General Song Puxuan, head of China’s Central Military Commission’s Logistics Support Department, posed for pictures with Terry M. Rauch, acting U.S. Deputy Assistant Secretary of Defense, at the opening ceremony in one of Xian’s upmarket hotels.
Song, whose attendance was not previously publicly announced, did not address the conference. Military sources say he is close to President Xi Jinping and was previously head of the military’s northern command, having risen rapidly up the ranks since Xi took office six years ago.
China has been keen to highlight its cooperation with the U.S. military, despite a bitter trade war and Chinese suspicion at both U.S. support for self-ruled and Chinese-claimed Taiwan, and U.S. involvement in the disputed South China Sea.

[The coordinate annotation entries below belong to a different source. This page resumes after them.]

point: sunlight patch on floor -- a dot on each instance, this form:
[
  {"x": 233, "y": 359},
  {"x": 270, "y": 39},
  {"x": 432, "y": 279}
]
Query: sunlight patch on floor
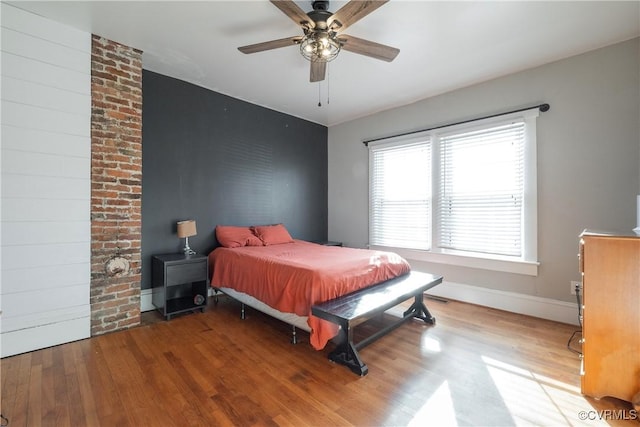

“This meeting can help promote the healthy and stable development of the two militaries’ ties, and make our contribution towards promoting peace and stability in the Asia Pacific, providing positive energy,” Song’s colleague, Chen Jingyuan, head of health at the Logistics Support Department, told reporters.
Speaking earlier, Chen had hailed the exchange as a “first” between the Chinese and U.S. militaries on military health for the Asia Pacific.
Rear Admiral Louis C. Tripoli, Command Surgeon of the United States Indo-Pacific Command, thanked the People’s Liberation Army for its efforts in arranging the conference.
“We hope that you feel how important it is for us to be here,” Tripoli said.
At the event, which features mostly technical discussions on preventing disease and treating injuries, China’s armed forces will show off new equipment used for medical purposes, such as aircraft and vehicles.
China was angered in May when the United States withdrew an invitation to a major U.S.-hosted naval drill, saying that closing the door does not promote mutual trust and cooperation.
The Rim of the Pacific exercise, known as RIMPAC and previously attended by China, is billed as the world’s largest international maritime exercise and held every two years in Hawaii in June and July.
The Pentagon said the withdrawal of the invitation was in response to what it sees as Beijing’s militarization of islands in the South China Sea.
Still, China’s navy chief Shen Jinlong plans to pay a working visit to the United States later this month, during which he will attend an international naval forum.